“Don’t call it a quarrel, George! He is as kind, he is kinder than ever,” Nora cried. “But what do you think? He has asked me to marry him.”
“Eh, my dear, I told you he would.”
“I didn’t believe you. I ought to have believed you. But it is not only that. It is that, years ago, he adopted me with that view. He brought me up for that purpose. He has done everything for me on that condition. I was to pay my debt and be his wife. I never dreamed of it. And now at last that I have grown up and he makes his claim, I can’t, I can’t!”
“You can’t, eh? So you have left him!”
“Of course I have left him. It was the only thing to do. It was give and take. I cannot give what he wants, and I cannot give back what I have received. But I can refuse to take more.”
Fenton sat on the edge of his desk, swinging his leg. He folded his arms and whistled a lively air, looking at Nora with a brightened eye. “I see, I see,” he said.
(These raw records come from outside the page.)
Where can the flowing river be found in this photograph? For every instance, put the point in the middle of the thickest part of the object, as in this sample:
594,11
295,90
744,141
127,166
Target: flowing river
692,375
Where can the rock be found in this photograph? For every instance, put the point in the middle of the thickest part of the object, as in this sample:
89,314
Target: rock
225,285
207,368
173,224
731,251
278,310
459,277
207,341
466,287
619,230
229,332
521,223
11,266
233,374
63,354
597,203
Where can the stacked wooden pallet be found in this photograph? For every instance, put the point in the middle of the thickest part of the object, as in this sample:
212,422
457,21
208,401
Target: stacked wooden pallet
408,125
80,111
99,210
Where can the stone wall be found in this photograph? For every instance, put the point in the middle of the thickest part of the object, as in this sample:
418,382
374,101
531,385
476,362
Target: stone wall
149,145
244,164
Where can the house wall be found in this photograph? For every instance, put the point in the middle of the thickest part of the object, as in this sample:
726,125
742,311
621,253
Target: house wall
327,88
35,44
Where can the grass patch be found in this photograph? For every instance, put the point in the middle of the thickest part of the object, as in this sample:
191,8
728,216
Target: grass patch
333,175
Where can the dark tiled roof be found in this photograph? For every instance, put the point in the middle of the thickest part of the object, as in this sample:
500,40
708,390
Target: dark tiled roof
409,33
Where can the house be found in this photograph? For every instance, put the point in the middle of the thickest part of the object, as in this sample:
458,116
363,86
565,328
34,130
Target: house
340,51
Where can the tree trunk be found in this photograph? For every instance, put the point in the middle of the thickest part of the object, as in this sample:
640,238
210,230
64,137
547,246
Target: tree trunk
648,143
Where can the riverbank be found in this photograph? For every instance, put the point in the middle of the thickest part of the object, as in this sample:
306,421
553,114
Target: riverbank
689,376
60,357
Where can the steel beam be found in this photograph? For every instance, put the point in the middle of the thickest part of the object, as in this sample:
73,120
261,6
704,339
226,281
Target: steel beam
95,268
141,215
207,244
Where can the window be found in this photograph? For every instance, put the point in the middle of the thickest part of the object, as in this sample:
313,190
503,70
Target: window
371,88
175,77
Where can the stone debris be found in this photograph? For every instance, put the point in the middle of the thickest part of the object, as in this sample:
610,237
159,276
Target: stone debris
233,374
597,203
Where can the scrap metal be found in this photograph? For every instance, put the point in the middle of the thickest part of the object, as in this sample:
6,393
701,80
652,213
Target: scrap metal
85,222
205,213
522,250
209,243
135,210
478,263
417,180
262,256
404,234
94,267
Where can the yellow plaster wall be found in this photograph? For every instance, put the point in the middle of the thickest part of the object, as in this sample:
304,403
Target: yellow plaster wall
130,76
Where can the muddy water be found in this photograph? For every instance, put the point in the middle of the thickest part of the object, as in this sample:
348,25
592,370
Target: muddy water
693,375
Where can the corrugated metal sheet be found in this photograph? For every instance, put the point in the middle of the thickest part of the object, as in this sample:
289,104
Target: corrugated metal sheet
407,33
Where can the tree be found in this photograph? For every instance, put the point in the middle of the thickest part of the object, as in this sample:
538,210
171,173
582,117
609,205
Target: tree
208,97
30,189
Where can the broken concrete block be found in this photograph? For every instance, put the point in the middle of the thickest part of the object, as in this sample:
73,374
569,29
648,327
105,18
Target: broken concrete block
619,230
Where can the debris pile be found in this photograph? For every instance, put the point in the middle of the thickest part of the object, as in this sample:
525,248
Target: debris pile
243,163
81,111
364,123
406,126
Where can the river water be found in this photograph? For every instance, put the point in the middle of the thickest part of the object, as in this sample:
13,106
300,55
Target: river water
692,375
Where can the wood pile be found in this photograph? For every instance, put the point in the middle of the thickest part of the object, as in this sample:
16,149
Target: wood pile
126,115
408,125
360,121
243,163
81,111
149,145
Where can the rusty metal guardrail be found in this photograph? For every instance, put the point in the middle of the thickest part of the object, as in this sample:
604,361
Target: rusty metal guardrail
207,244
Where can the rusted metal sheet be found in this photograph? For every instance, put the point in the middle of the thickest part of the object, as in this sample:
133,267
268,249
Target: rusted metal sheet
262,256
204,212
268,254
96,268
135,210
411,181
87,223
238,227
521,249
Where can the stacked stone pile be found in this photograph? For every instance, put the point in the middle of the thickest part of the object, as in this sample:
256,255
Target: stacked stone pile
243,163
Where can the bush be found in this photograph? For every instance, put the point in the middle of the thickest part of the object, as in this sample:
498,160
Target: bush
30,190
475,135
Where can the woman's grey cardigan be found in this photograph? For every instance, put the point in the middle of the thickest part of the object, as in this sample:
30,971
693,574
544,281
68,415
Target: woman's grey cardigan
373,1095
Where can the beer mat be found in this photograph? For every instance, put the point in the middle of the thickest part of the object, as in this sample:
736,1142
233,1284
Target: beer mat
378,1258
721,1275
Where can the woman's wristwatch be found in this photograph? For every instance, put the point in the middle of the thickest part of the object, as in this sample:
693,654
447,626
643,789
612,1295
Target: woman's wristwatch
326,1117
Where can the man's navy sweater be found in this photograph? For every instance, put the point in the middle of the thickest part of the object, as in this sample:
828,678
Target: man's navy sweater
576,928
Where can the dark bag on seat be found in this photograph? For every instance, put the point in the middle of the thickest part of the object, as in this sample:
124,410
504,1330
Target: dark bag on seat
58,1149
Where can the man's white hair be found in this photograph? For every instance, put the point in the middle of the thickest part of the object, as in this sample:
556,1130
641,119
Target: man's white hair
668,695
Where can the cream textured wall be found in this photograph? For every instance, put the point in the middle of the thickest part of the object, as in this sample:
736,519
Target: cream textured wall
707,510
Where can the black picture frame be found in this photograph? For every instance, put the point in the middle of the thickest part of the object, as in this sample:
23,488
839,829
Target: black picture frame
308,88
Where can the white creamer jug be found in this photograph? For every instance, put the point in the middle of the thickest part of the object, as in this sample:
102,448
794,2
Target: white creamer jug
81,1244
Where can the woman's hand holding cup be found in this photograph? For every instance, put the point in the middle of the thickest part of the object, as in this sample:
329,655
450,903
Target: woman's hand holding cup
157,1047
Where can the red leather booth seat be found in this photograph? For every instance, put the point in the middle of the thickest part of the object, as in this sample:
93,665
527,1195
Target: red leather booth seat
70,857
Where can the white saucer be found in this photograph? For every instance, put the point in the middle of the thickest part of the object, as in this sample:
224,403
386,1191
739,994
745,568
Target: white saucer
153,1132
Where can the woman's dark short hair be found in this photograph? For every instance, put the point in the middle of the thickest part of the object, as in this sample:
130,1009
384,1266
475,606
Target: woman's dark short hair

Telling her tale had deepened her color and added to her beauty. “So here I am,” she went on. “I know that I am dreadfully alone, that I am homeless and helpless. But it’s a heaven to living as I have lived. I have been content all these days, because I thought I could content him. But we never understood each other. He has given me immeasurable happiness; I know that; and he knows that I know it; don’t you think he knows, George?” she cried, eager even in her reserve. “I would have made him a sister, a friend. But I don’t expect you to understand all this. It’s enough that I am satisfied. I am satisfied,” the poor girl repeated vehemently. “I have no illusions about it now; you can trust me, George. I mean to earn my own living. I can teach; I am a good musician; I want above all things to work. I shall look for some employment without delay. All this time I might have been writing to Miss Murray. But I was sick with impatience to see you. To come to you was the only thing I could do; but I shall not trouble you for long.”
Fenton seemed to have but half caught the meaning of this impassioned statement, for simple admiration of her exquisite purity of purpose was fast getting the better of his caution. He gave his knee a loud slap. “Nora,” he said, “you’re a wonderful young lady!”
For a moment she was silent and thoughtful. “For mercy’s sake,” she cried at last, “say nothing to make me feel that I have done this thing too easily, too proudly and recklessly! Really, I am anything but brave. I am full of doubts and fears.”
“You’re uncommonly handsome; that’s one sure thing!” said Fenton. “I would rather marry you than lose you. Poor Mr. Lawrence!” Nora turned away in silence and walked to the window, which grew to her eyes, for the moment, as the “glimmering square” of the poet. “I thought you loved him so!” he added, abruptly. Nora turned back with an effort and a blush. “If he were to come to you now,” he went on, “and go down on his knees and beg and plead and rave and all that sort of thing, would you still refuse him?”